Split-decomposition graphs (4) comparing (A) the human-lineage and swine-lineage complete HA gene sequences, and (B) sequences simulated without recombination.

We conclude that there is no evidence that the HA gene of the 1918 Spanish flu virus had a recombinant origin. The finding of Gibbset al. was the result of a localized difference in the rate of molecular evolution along the human-lineage HA gene. In view of the exceptional virulence of the 1918 epidemic, further investigations into the processes underlying the patterns of influenza sequence variability are required.

REFERENCES AND NOTES

Questioning the Evidence for Genetic Recombination in the 1918 "Spanish Flu" Virus

Response: Worobey et al. point to evidence of constraining selection on the part of the HA gene that encodes the stem of the protein. This selection differentially affected the human but not the swine lineage of H1 influenzas. It had not been reported before and we had not recognized it, even though it was evident in our results. It affects a large part of the gene, which suggests that structural changes in the stem are selected against. Worobey et al. propose that the evidence of recombination we reported in the HA gene of the 1918 influenza (1) results from this differential selection.

This is an interesting idea, but they have not yet proven it. A phylogenetic analysis is not a “necessary test” for evidence of recombination (2). We doubt that the avian lineage may be used to root the tree of the mammalian lineages, because, like others (3), we found that the relative positions of the 1918 sequence and the avian lineage vary in trees, depending on what nucleotide sites or methods were used. We also found evidence that the HA sequences from birds and mammals are evolving quite differently, and we know of no way to prove which phylogenetic method or model is appropriate for this complex, incoherent data set (2). Current implementations of the maximum likelihood method used by Worobey et al. fit a single model to an entire dataset; thus, the positions of nodes (like the 1918 HA sequence) that link, or fall between, lineages that have evolved in different modes must be less than certain.

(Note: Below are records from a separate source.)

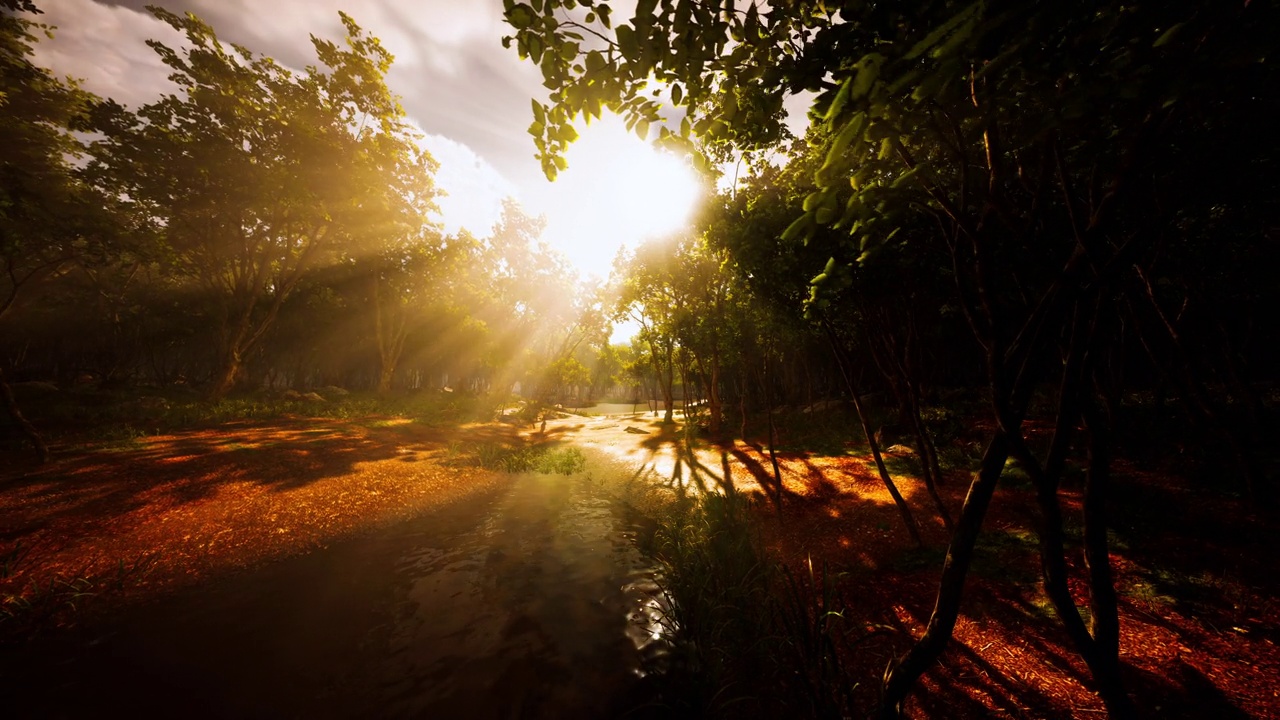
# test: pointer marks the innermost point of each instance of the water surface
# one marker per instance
(529, 601)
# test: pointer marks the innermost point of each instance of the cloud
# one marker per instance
(474, 190)
(105, 46)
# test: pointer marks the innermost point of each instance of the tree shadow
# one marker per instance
(83, 491)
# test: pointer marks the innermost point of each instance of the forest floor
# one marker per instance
(114, 523)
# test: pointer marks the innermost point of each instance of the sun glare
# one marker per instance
(617, 191)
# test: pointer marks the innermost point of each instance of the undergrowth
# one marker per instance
(59, 601)
(752, 638)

The degree of conservation and the strength of an evolutionary signal usually vary along a gene sequence, and it is a change in the relative strengths of several signals that is generally considered to indicate recombination (4). We used sister-scanning (5) to judge the relative support for the pairwise relatedness of four aligned sequences in a succession of windows sampled from along an alignment. Variations in the relationships between the swine and human lineage sequences were expected. By ignoring invariant sites, we eliminated one of the major sources of sequence variation that does not contribute anything to the relative signals. Relatedness can be expressed in various ways, but the values for each window are calculated quite independently of the others. Thus, our finding that, in a series of windows, the HA1 region of the 1918 HA gene sequence is significantly more closely related to the same region of swine lineage HA genes than to human lineage genes is independent of any features of the HA2 regions of the same sequences. There is no obvious reason to suspect that calculations showing the 1918 HA1 region to be more closely related to swine HA1 regions than human HA1 sequences were biased by differences in evolutionary rates.

The 1918 HA gene is most closely related to the HA gene of the oldest “classical swine” isolate (3), and we also found similar, although not identical, evidence of recombination in the HA gene sequence of that isolate. The proposal of Worobeyet al. might explain the patterns found in the 1918 sequence, but it does not explain the patterns found in the HA gene of the classical swine isolate, which, for various reasons (1), we consider to be a member of the same recombinant lineage.